Expert warns of Lyme disease risk in South Georgia

May 1—TIFTON — As the weather warms and more people venture outside, Abraham Baldwin Agricultural College professor Tony Matthews cautions that Lyme disease remains a concern for those exploring nature in South Georgia.

Matthews, a biology professor who has researched the prevalence of the pathogens that cause Lyme disease and Chagas disease in Southwest Georgia, dispelled the notion that Lyme disease is limited to other parts of the country.

"There's a huge misconception that it's not around here," Matthews said. "And it is. We don't see it as much because we don't have the same types of animals that typically carry that bacteria, and we mostly have longleaf pine forests. But it's here. The problem with Lyme disease is that you can have it and not know it, and if left untreated, the disease can be really devastating."

Matthews said that if the disease is caught early, garden variety antibiotics are effective. But if left untreated, Lyme disease can lead to neurological problems and other serious complications.

"Lyme disease symptoms are very non-specific, mimicking a lot of different things," Matthews said. "Unless you get tested, there's no way to know if you've contracted it. Many individuals with Lyme disease were misdiagnosed with something else, often rheumatoid arthritis, as the disease causes joint pain. However, early symptoms include fever, malaise, swollen lymph nodes, and body aches."

Matthews said that sometimes the effects of Lyme disease can mimic bipolar disorder as well.

"Lyme disease feels like being on fire," he said. "If untreated, it can lead to things like neurological problems where you can have difficulty walking and speaking. There's even some mental issues, such as anger issues called Lyme rage. It's not going to kill you, but it sure is not pleasant."

One of the challenges with Lyme disease is the difficulty in detecting the black-legged deer ticks that carry and spread the bacterium, Borrelia burgdorferi. These ticks are small and hard to spot when they bite. Also, the characteristic bullseye rash, which is the first sign of infection, may not always appear.

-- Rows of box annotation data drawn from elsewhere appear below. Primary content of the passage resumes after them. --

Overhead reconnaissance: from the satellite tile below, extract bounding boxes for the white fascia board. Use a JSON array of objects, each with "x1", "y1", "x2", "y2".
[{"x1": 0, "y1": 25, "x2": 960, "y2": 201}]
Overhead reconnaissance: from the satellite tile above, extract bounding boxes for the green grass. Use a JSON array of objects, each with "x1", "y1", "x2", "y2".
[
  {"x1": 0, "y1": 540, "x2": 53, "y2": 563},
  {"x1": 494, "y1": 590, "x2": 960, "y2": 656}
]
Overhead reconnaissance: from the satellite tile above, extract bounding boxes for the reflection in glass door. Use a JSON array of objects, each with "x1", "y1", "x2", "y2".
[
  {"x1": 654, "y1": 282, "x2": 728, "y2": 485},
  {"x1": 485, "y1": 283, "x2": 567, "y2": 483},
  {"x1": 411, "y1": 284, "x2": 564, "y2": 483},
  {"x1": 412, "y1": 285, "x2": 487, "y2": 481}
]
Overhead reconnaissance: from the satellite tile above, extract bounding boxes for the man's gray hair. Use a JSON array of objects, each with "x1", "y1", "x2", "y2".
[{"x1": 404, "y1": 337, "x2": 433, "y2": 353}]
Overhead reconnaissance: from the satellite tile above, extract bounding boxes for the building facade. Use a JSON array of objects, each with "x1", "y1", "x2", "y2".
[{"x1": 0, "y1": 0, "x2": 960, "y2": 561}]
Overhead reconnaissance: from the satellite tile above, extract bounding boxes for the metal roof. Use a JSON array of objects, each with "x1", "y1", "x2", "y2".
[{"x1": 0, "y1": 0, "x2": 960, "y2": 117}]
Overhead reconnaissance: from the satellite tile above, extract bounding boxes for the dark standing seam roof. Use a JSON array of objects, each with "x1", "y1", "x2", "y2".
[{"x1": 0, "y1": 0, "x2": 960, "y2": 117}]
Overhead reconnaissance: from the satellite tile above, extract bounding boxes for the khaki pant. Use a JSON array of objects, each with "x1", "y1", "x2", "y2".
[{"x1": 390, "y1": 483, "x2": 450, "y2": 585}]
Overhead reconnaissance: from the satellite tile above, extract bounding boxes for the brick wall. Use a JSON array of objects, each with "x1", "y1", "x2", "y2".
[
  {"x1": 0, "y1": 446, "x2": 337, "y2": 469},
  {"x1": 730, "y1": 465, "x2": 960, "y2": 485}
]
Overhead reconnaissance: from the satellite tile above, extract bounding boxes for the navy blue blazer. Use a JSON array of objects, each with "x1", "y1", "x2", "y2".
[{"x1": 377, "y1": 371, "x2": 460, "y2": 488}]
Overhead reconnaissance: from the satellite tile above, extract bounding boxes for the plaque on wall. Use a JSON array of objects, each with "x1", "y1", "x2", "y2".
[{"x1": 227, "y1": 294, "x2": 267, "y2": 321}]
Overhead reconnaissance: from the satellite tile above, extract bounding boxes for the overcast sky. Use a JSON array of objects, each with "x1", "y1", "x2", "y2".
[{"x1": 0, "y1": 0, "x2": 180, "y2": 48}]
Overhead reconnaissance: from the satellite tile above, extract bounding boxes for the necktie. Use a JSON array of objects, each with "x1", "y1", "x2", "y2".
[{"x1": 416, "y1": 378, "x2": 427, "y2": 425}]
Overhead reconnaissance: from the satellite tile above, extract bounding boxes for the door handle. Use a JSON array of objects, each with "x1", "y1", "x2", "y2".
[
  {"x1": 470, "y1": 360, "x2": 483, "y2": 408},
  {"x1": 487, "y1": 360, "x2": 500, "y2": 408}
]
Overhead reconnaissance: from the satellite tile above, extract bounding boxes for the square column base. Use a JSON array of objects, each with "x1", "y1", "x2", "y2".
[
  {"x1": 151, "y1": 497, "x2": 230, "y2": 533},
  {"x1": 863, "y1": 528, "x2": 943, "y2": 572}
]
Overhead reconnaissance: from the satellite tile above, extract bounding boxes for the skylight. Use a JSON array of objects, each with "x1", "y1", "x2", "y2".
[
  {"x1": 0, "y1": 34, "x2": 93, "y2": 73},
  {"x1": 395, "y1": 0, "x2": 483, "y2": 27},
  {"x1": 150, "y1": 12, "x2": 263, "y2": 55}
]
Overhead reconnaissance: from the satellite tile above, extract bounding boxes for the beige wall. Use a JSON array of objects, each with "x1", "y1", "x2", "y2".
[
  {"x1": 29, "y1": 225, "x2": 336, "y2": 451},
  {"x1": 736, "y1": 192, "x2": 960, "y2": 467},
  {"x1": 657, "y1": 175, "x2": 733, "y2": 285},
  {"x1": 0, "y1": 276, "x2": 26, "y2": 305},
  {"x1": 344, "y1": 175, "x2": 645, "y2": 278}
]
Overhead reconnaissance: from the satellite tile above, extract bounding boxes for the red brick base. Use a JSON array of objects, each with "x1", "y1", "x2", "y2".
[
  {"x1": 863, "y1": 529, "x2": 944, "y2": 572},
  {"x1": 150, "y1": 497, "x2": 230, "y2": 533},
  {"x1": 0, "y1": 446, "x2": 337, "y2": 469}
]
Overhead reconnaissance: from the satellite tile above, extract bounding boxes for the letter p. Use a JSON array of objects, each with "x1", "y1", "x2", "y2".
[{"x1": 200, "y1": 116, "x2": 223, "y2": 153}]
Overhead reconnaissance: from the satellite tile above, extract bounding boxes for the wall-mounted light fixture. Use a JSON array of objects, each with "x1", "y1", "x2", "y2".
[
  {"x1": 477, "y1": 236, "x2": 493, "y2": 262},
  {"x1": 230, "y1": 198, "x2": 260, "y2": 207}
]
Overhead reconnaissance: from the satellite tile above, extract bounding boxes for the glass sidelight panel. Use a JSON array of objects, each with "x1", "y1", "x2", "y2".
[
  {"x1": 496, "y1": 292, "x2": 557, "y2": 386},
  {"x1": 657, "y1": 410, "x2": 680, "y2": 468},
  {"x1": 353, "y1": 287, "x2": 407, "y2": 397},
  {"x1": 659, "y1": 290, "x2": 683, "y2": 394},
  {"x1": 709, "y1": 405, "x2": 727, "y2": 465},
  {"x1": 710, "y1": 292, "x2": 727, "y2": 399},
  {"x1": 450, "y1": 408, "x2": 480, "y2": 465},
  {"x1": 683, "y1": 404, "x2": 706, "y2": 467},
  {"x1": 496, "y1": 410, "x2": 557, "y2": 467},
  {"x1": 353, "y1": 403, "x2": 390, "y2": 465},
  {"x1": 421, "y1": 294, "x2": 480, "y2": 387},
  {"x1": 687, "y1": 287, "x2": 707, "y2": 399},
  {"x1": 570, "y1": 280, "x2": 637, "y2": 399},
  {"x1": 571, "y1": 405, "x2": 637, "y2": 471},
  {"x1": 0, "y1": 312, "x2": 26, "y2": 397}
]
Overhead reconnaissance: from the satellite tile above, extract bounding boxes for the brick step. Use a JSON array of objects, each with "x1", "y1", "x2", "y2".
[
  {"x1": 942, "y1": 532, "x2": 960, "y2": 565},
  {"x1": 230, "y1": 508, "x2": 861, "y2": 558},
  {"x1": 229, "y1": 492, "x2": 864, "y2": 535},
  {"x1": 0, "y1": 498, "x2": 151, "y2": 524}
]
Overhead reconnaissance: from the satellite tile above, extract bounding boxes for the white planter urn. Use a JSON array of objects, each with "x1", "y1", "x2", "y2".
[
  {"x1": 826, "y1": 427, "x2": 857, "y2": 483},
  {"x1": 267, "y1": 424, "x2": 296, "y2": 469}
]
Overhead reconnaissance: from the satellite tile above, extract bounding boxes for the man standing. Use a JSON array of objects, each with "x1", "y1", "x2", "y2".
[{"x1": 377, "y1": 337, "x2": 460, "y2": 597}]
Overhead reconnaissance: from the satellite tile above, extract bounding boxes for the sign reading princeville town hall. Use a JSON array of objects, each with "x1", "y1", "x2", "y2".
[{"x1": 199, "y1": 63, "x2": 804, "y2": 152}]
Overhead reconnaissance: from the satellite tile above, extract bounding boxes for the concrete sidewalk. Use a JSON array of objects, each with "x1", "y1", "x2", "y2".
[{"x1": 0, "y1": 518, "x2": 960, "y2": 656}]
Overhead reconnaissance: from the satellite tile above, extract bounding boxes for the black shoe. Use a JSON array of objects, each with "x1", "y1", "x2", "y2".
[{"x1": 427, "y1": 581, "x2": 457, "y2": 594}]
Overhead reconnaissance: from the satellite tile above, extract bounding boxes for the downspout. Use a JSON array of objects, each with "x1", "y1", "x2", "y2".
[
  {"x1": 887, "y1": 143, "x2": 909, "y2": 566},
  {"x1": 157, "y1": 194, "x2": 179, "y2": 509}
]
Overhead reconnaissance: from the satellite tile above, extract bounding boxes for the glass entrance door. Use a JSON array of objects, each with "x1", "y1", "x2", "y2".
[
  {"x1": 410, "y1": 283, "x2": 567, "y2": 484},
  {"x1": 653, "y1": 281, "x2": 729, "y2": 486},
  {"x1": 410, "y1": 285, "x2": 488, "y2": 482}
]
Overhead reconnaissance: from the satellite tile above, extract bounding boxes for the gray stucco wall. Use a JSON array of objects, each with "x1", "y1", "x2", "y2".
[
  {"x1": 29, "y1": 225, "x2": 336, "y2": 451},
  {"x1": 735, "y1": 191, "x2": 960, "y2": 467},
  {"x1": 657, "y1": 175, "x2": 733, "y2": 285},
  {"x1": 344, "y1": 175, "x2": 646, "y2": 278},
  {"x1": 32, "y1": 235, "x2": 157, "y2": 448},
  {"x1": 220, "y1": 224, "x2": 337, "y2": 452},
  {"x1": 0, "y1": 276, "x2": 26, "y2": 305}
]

To minimize the risk of contracting Lyme disease, Matthews advises individuals engaging in outdoor activities to dress appropriately. While he suggests wearing white or light-colored clothing as a deterrent, he knows that hunters may not find this feasible.

"If you're going into the woods, it's important to wear long sleeves and pants," he said. "I tell people to tape up their sleeves to ensure everything is tucked in and ticks can't get into your clothing. I wouldn't raise an alarm about it, but definitely if you're going to do outdoor activities in wooded areas, just be very mindful and check yourself when you come in."

Additionally, he recommends thoroughly checking for ticks upon returning from the woods, as deer ticks in the larval and nymph stages are as tiny as the head of a pencil and can be mistaken for a mole or freckle. He said the bacterium that transmits the disease takes 48 to 72 hours of attachment to transmit, meaning that prompt removal of ticks greatly reduces the risk of infection.

If a tick is found, Matthews recommends removing it with a pair of tweezers or a specialized tick removing tool.

"Make sure that you go right next to the skin with tweezers or that tool and pull very hard," he said. "When they latch on, they're going to stick this thing to your skin that is kind of like cement. It keeps them there and keeps them from falling off. You need to make sure you get as close to the skin as possible because if you rip it, then the mouth parts will stay in your skin."